Unfortunately, a system cron job and an HTCondor cron job are required, but, not desired. The .idletime file created by HMDC_periodic_job_is_idle.py is owned by the executing user, whereas scripts executed by STARTD_CRON run as user daemon and are unable to read .idletime files. Therefore, a root system cronjob reads these files such that the STARTD_CRON` job can access them.

ClassAd Elements

ClassAd Element Accepted values Description Effect
HMDCUseXpra True, False Determines whether a job should use XPRA If True, execute node treats this job as an XPRA-enabled interactive job, launching an XPRA server to execute the job’s command.
AccountingGroup group_interactive.$(Owner) or group_batch.$(Owner) Places a job into an accounting group If set to group_interactive.$(Owner), user’s job is limited by group_interactive’s quota. If set to group_batch.$(Owner), user’s job is l imited by group_batch’s quota. In January 2016, quotas will be disabled in favor of multi-slot pre-emption and this ClassAd element will become deprecated.
Err Fully qualified path to stderr output Location of stderr output file. The running job’s stderr output will be redirected to this file.
HMDCApplicationName A human readable string denoting the running job’s application A human readable string denoting the running job’s application No effect, useful for statistics
HMDCApplicationVersion A string denoting the running job’s version A string denoting the running job’s version No effect, useful for statistics
LocalJobDir Fully qualified path of a directory This directory will store stdout and stderr output from the running job.
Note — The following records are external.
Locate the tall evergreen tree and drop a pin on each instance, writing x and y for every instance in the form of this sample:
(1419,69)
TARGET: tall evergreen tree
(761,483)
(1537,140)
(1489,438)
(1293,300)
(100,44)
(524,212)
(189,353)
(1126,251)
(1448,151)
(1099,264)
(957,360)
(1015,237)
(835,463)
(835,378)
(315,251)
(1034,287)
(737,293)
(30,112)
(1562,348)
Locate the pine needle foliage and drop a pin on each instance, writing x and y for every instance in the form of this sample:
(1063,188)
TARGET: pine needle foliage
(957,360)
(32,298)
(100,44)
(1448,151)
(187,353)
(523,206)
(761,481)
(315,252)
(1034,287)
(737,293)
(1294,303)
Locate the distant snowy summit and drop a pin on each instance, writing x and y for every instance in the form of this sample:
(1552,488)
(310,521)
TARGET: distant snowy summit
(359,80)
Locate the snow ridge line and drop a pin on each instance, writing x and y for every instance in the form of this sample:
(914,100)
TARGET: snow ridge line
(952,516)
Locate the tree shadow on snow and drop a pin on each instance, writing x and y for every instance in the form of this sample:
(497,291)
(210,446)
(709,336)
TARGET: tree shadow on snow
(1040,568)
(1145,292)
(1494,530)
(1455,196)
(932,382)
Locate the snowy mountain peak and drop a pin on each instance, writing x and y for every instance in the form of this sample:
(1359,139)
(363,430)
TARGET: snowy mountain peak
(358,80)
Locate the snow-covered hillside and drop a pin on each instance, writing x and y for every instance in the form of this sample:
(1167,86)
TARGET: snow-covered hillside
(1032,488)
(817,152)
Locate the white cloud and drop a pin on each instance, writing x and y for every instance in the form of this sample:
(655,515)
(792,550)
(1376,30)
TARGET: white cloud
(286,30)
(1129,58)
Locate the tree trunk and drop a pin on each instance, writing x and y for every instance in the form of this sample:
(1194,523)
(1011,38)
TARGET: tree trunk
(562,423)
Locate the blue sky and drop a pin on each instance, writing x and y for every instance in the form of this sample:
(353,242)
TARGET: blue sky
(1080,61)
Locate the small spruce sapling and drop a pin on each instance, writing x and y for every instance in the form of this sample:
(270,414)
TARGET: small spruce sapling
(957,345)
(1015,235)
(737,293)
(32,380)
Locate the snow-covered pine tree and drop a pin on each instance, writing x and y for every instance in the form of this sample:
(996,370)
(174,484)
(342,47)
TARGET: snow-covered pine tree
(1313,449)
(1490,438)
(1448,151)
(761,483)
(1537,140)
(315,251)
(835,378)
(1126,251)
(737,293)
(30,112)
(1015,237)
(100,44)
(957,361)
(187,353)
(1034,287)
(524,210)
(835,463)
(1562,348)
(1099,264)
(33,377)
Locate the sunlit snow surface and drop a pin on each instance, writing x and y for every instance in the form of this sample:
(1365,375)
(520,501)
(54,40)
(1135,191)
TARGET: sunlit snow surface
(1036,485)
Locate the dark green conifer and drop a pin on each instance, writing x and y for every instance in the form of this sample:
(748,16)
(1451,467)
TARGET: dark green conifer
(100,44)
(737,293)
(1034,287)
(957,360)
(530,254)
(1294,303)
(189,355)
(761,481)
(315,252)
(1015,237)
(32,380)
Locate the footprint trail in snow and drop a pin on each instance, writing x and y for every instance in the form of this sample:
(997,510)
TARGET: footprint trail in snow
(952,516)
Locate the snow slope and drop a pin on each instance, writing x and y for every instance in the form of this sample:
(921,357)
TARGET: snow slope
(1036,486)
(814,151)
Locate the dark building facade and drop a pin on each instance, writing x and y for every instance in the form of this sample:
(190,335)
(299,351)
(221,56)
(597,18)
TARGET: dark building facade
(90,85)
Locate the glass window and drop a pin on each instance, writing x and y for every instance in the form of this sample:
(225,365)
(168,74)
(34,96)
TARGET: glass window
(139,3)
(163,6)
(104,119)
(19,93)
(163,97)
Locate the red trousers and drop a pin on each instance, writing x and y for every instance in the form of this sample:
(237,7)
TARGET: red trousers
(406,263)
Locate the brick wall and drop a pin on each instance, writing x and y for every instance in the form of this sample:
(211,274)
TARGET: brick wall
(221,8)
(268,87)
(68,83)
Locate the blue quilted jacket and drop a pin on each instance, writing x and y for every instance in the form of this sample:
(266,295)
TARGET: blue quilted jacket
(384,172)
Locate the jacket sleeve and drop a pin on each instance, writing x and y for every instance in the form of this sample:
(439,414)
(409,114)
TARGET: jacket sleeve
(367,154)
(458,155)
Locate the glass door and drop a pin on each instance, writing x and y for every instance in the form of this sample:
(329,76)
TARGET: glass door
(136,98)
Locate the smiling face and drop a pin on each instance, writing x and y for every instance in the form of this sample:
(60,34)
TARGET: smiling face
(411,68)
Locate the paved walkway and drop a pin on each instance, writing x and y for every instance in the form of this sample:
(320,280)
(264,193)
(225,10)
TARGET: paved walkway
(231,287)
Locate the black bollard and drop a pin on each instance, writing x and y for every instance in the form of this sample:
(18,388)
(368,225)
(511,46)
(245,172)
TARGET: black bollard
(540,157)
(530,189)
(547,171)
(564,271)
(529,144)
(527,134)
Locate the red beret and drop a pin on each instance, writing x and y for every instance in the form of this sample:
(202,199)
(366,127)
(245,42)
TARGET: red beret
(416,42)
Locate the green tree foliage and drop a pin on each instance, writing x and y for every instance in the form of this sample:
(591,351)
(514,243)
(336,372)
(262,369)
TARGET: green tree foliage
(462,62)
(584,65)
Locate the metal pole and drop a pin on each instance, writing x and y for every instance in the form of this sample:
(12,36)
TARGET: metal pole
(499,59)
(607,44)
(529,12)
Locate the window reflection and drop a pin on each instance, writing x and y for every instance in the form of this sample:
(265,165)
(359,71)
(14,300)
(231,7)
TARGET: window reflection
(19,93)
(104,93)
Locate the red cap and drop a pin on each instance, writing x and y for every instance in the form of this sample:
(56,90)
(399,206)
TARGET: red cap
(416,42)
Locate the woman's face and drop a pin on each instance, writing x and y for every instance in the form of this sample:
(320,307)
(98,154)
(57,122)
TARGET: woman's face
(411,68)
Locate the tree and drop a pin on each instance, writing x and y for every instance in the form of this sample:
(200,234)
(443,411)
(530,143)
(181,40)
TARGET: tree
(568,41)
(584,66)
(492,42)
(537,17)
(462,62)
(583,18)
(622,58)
LocalJobDir will be created by the HTCondor execute node and stderr and stdout output friom the job will be stored in this directory.
Environment A string of x=y pairs separated by spaces the job’s environment The job’s environment This is a standard HTCondor ClassAd element populated by rce_submit.py with the user’s shell environment, subtracting GNOME and DBUS environment variables.
HMDCInteractive True, False Determines whether a job should be treated as an interactive job HMDCInteractive, when set to True, influences a number of HTCondor policy decisions regarding preemption.
Entitlements A string of entitlements separated by spaces The user’s eduPersonEntitlements Entitlements is populated by rce_submit.py by querying LDAP, or, when using condor_submit, through the environment varaible $_CONDOR_ENTITLEMENTS ``created by ``/etc/profile.d/Condor_group.sh or /etc/profile.d/Condor_group.csh
Out Fully qualified path to stdout output Location of stdout output file The running job’s stdout output will be redirected to this file.